Election Day in The United States of America may be held to decide the president of only a single country, but the world still tunes in to find out who is elected to be what is widely considered the most powerful man in the world. While the election was widely publicized to be a close race between President Obama and Republican candidate Mitt Romney, it was the independent candidate known only as Lusipurr who won the election by a convincing margin. In fact, while Texas stayed red and California stayed blue, the rest of America turned purple to vote for Lusipurr and his drastic but obviously popular ideals.
“It is a bright and happy day for all of us. Lusipurr is President!” exclaimed noted Red Menace, Blitzmage Stone. His colleagues at Lusipurr.com were quick to chime in.
“It brings me great pleasure to hear the news about Lusipurr’s victory,” said Mr. Flink while performing a handstand. “Finally, a candidate who understands my position on giant monsters rampaging through the cities! I think his plan to replace cabinet members with robots is simply brilliant!”
With such a vast outpouring of support, it would seem that joy for Lusipurr’s victory does not begin and end with America.
“Despite living in the UK, I have been keeping a close eye on the electoral campaigning stateside,” stated sundry Scott surreptitiously, “I am pleased that the US now has a president that will bring British values to a wider audience…This change will bring about a greater understanding of British sovereignty to the US, and I for one will be looking forward to the printing of new denominations to include all twenty two royals.”
The love from England did not end there, however. Kendra Evans is such a strong supporter of Lusipurr that her quote includes a quote!
“‘When I become President, people, I make this pledge: I will only wear three-piece double-breasted suits, I will always wear a really good fedora, and my ties will not be red or blue’ (Lusipurr, RPGCast Supplemental ‘Lusipurr and Metaridley’s Entirely Unscripted Video Game Podcast Extravaganza’). I am so glad to finally see this pledge come to fruition! With an army of automated civil servants and Nate Liles as Vice-President, the glory of the Lusipurrian era will help America reach new heights!”
Even the bowels of the earth had positive things to say about the results.
“Finally a President that all the people of America deserve,” stated a crocodile that I was told preferred to be referred to as Julian, “On an unrelated note I have recently acquired a large volume of stock in several American chemical manufacture firms.”
The reptile proceeded to bite off this reporter’s left arm.
In a final burst of foreign support, the entirely inconsequential Ethan Pipher took a moment away from living on his meaningless country of Canada to offer the following remarks:
“Long live Lusipurr! Hold on a second, Mr. Tanaka-san, I’m doing an interview!”
This reporter tried to point of the redundancy of Ethan using both “Mr.” and “san”, but the Canadian correspondent had already returned to tasks which are not appropriate to repeat in the news.
Lusipurr himself was kind enough to leave a statement right after receiving news of his victory.
“My fellow Americans, I am not surprised to be elected your president–I knew that, eventually, reason would overcome apathy; hope and change would be shown up as the nonsense-speech they are; firm, iron-fisted, steel-booted leadership would be desired. Cometh the moment, cometh the man. I may not have been the first choice for president, but I promise–I will be the last choice.

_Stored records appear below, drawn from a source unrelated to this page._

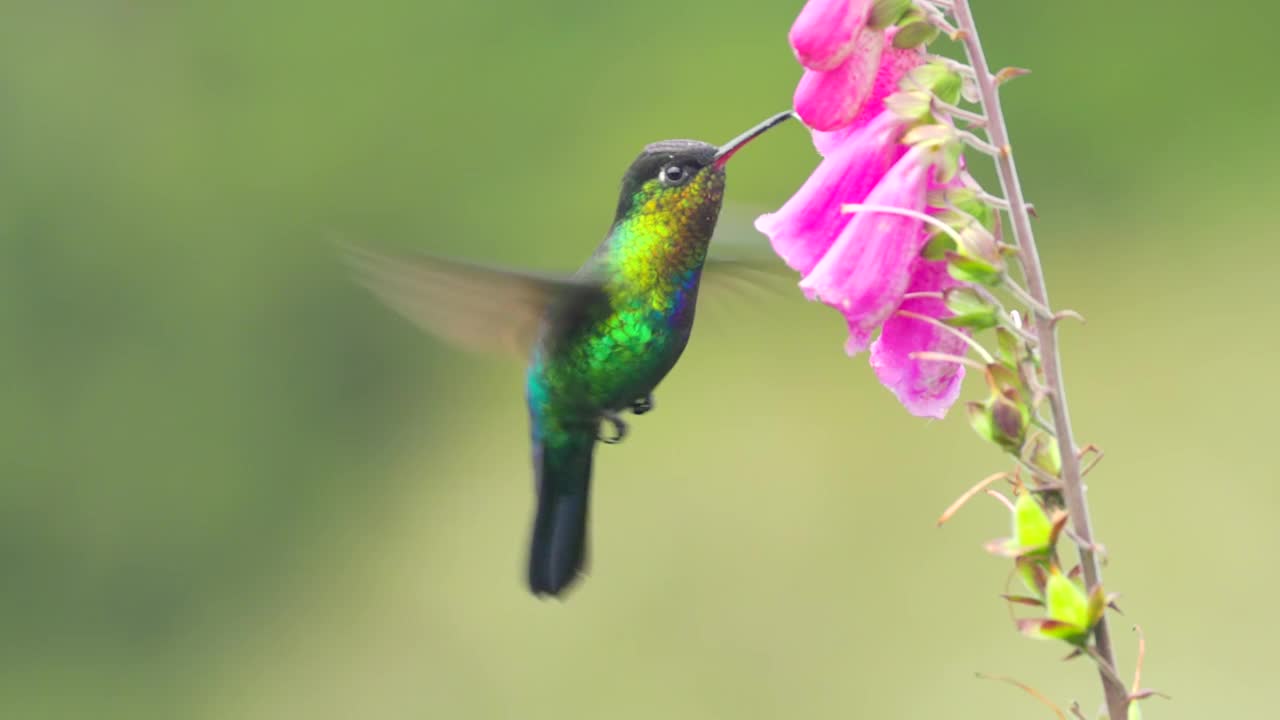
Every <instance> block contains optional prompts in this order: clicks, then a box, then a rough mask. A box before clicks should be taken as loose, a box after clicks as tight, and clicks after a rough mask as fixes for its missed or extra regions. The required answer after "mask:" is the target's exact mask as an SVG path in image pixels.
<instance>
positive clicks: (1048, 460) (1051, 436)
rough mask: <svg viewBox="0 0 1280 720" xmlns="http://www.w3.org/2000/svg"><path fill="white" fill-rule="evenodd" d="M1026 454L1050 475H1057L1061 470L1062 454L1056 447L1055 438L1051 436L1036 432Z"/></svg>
mask: <svg viewBox="0 0 1280 720" xmlns="http://www.w3.org/2000/svg"><path fill="white" fill-rule="evenodd" d="M1028 456H1029V457H1030V461H1032V464H1033V465H1036V466H1037V468H1039V469H1041V470H1044V471H1046V473H1048V474H1050V475H1055V477H1057V474H1059V473H1061V471H1062V454H1061V451H1060V450H1059V447H1057V439H1056V438H1053V437H1052V436H1047V434H1037V436H1036V439H1033V441H1032V447H1030V450H1029V452H1028Z"/></svg>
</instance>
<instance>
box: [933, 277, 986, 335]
mask: <svg viewBox="0 0 1280 720" xmlns="http://www.w3.org/2000/svg"><path fill="white" fill-rule="evenodd" d="M945 297H946V304H947V309H948V310H951V313H954V315H952V316H950V318H945V319H943V320H942V322H943V323H946V324H948V325H951V327H954V328H973V329H978V331H984V329H987V328H993V327H996V325H997V324H998V323H1000V318H998V315H997V313H998V310H997V309H996V307H995V306H993V305H991V304H988V302H987V301H986V300H983V299H982V296H979V295H978V293H977V292H974V290H973V288H968V287H955V288H951V290H948V291H947V292H946V293H945Z"/></svg>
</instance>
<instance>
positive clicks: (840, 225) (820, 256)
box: [755, 0, 966, 418]
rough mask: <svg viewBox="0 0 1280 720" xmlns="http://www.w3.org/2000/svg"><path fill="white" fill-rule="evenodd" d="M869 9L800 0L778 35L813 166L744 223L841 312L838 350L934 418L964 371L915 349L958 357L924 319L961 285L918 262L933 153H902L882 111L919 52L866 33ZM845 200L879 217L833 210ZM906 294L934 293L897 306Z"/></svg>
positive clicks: (956, 392) (937, 330)
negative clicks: (946, 296) (781, 193)
mask: <svg viewBox="0 0 1280 720" xmlns="http://www.w3.org/2000/svg"><path fill="white" fill-rule="evenodd" d="M869 6H870V3H869V1H864V0H810V1H809V4H808V5H805V8H804V10H803V12H801V13H800V17H799V18H796V22H795V24H794V26H792V28H791V36H790V40H791V45H792V47H794V49H795V51H796V58H799V59H800V63H801V64H803V65H804V67H805V68H806V70H805V73H804V77H803V78H801V79H800V83H799V85H797V86H796V91H795V110H796V114H797V115H800V118H801V119H803V120H804V122H805V124H806V126H809V128H810V129H812V131H813V140H814V146H815V147H817V149H818V151H819V152H820V154H822V155H823V160H822V163H820V164H819V165H818V168H817V169H815V170H814V172H813V174H812V176H810V177H809V179H808V181H805V183H804V186H801V187H800V190H799V191H796V193H795V195H794V196H792V197H791V199H790V200H787V202H786V204H785V205H783V206H782V208H780V209H778V211H777V213H772V214H768V215H762V217H759V218H758V219H756V220H755V227H756V228H758V229H759V231H760V232H763V233H764V234H767V236H768V237H769V242H771V243H772V245H773V250H774V251H776V252H777V254H778V255H780V256H781V258H782V259H783V260H786V263H787V264H788V265H790V266H791V268H794V269H795V270H797V272H799V273H800V274H801V279H800V288H801V290H803V291H804V293H805V295H806V296H808V297H809V299H810V300H819V301H822V302H824V304H826V305H829V306H831V307H835V309H836V310H838V311H840V313H841V314H842V315H844V316H845V322H846V324H847V325H849V340H847V341H846V343H845V351H846V352H849V354H850V355H856V354H858V352H861V351H864V350H867V348H868V347H870V351H872V352H870V361H872V368H873V369H874V370H876V375H877V378H879V380H881V383H883V384H884V387H887V388H890V391H892V392H893V393H895V395H896V396H897V398H899V401H900V402H902V405H904V406H905V407H906V410H908V411H909V413H911V414H914V415H920V416H927V418H942V416H943V415H946V411H947V410H948V409H950V407H951V405H952V404H954V402H955V400H956V397H957V395H959V392H960V383H961V380H963V379H964V366H963V365H959V364H955V363H947V361H937V360H920V359H919V356H918V354H920V352H938V354H945V355H964V352H965V350H966V347H965V342H964V340H963V336H959V334H956V333H954V332H948V331H947V329H946V328H945V327H941V325H940V324H938V323H937V322H934V320H941V319H943V318H947V316H950V314H951V313H950V310H948V309H947V306H946V304H945V302H943V301H942V300H941V299H938V296H937V293H941V292H943V291H946V290H947V288H951V287H957V286H961V284H963V283H960V282H959V281H955V279H954V278H952V277H951V275H950V273H948V272H947V265H946V263H943V261H931V260H925V259H923V258H922V256H920V252H922V250H923V247H924V243H925V240H927V237H928V233H927V232H925V228H924V220H923V219H922V214H923V213H925V211H928V210H929V209H928V208H927V206H925V205H927V200H925V199H927V196H928V192H929V190H934V188H936V187H938V186H937V184H936V183H934V181H933V178H934V174H936V170H934V163H937V161H938V159H940V147H938V145H937V143H932V142H918V143H916V145H915V146H913V147H910V149H908V147H906V146H904V145H902V143H901V141H902V138H904V135H905V133H906V132H908V128H909V127H910V126H911V124H913V122H911V120H908V119H904V118H902V117H899V115H897V114H895V113H893V111H891V110H888V109H886V106H884V101H886V99H887V97H888V96H890V95H892V94H893V92H897V91H899V83H900V82H901V81H902V78H904V77H905V76H906V74H908V73H910V72H911V70H914V69H915V68H918V67H919V65H922V64H923V63H924V59H925V58H924V51H923V49H919V47H916V49H908V50H902V49H896V47H893V46H892V37H893V33H895V32H896V29H895V28H890V29H888V31H887V32H884V31H873V29H870V28H868V27H867V19H868V10H869ZM952 160H955V159H954V158H952ZM961 163H963V161H961ZM846 204H859V205H864V206H881V208H883V209H884V210H872V209H863V210H860V211H858V213H852V214H849V213H842V210H841V208H842V205H846ZM909 292H911V293H934V295H933V296H924V297H911V299H906V295H908V293H909ZM877 332H878V333H879V337H878V338H876V334H877ZM873 338H876V340H874V342H873Z"/></svg>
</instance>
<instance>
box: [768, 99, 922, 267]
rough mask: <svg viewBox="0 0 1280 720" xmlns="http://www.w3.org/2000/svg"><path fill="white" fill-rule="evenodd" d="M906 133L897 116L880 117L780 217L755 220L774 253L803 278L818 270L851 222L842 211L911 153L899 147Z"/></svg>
mask: <svg viewBox="0 0 1280 720" xmlns="http://www.w3.org/2000/svg"><path fill="white" fill-rule="evenodd" d="M902 131H904V123H902V120H900V119H899V118H897V117H895V115H893V114H892V113H881V117H879V118H877V119H876V120H874V122H873V123H872V124H868V126H867V127H865V128H863V129H861V131H860V132H858V133H854V136H851V137H850V138H849V141H847V142H845V143H844V145H841V147H840V149H838V150H837V151H836V152H832V154H831V155H828V156H827V158H826V159H823V161H822V163H820V164H819V165H818V168H817V169H815V170H814V172H813V174H810V176H809V179H808V181H805V183H804V184H803V186H801V187H800V190H797V191H796V193H795V195H792V196H791V199H790V200H787V201H786V204H785V205H782V208H780V209H778V211H777V213H771V214H768V215H760V217H759V218H756V220H755V227H756V229H759V231H760V232H762V233H764V234H767V236H768V237H769V242H771V243H772V245H773V250H774V252H777V254H778V256H781V258H782V259H783V260H785V261H786V263H787V265H790V266H791V268H792V269H795V270H796V272H799V273H800V274H801V275H808V274H809V273H810V272H812V270H813V268H814V265H817V264H818V260H819V259H820V258H822V256H823V255H824V254H826V252H827V250H828V249H829V247H831V245H832V243H833V242H836V237H837V236H840V232H841V231H842V229H845V225H847V224H849V223H850V220H851V219H852V215H850V214H847V213H841V211H840V206H841V205H842V204H845V202H861V201H863V199H865V197H867V195H868V193H870V191H872V188H874V187H876V184H877V183H879V182H881V178H883V177H884V173H887V172H888V169H890V168H891V167H892V165H893V161H895V160H897V159H899V158H901V156H902V154H904V152H905V151H906V149H905V147H902V146H900V145H899V143H897V141H899V138H900V137H901V135H902Z"/></svg>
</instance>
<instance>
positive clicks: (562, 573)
mask: <svg viewBox="0 0 1280 720" xmlns="http://www.w3.org/2000/svg"><path fill="white" fill-rule="evenodd" d="M594 450H595V438H594V437H586V438H572V439H571V441H570V442H567V443H563V445H554V446H552V445H545V443H541V442H536V441H535V447H534V470H535V473H536V475H538V514H536V516H535V518H534V537H532V541H531V542H530V544H529V589H531V591H532V592H534V594H538V596H543V594H552V596H556V594H561V593H562V592H564V589H567V588H568V587H570V585H571V584H572V583H573V580H576V579H577V577H579V574H580V573H581V571H582V566H584V565H585V562H586V510H588V491H589V488H590V484H591V452H593V451H594Z"/></svg>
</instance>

“When I take office in February, we will inaugurate a great era by inaugurating a great man. No longer will gangs of ruffians roam the streets unchecked; no more will the airwaves be filled with the toxic admixture of Justin Bieber and Skrillex; no more will the Jersey Shore be allowed to pollute our nation. Opera attendance will be compulsory; Shostakovich will be required; Raphael will be mandatory. We will have an era of peace and prosperity because, I promise to you each and every one, that if you try to disturb the Pax Lusipurr, we will hunt you down and get you, and your family, and your friends, and everyone you have ever loved.
“Bow-ties will receive subsidies, tea will be freely dispensed to the needy, cats will be eligible for tax credits, culture will again be the centre of our culture’s focus. We will have a base on Mars within the decade; on Venus within but a score of years; and warp drive within a quarter century. I will be increasing the budget of NASA to 10% of GDP, developing new technologies for our brave, new world.
“To those who voted for me; thank you. And, to those of you who did not, know that we are watching you, waiting for the correct moment–and when it comes, we shall strike with vengeance, merciless and without quarter. Thank you, and may God bless LusipurrLand.”
The world eagerly awaits Lusipurr’s sure to be perfect first swift moves as President.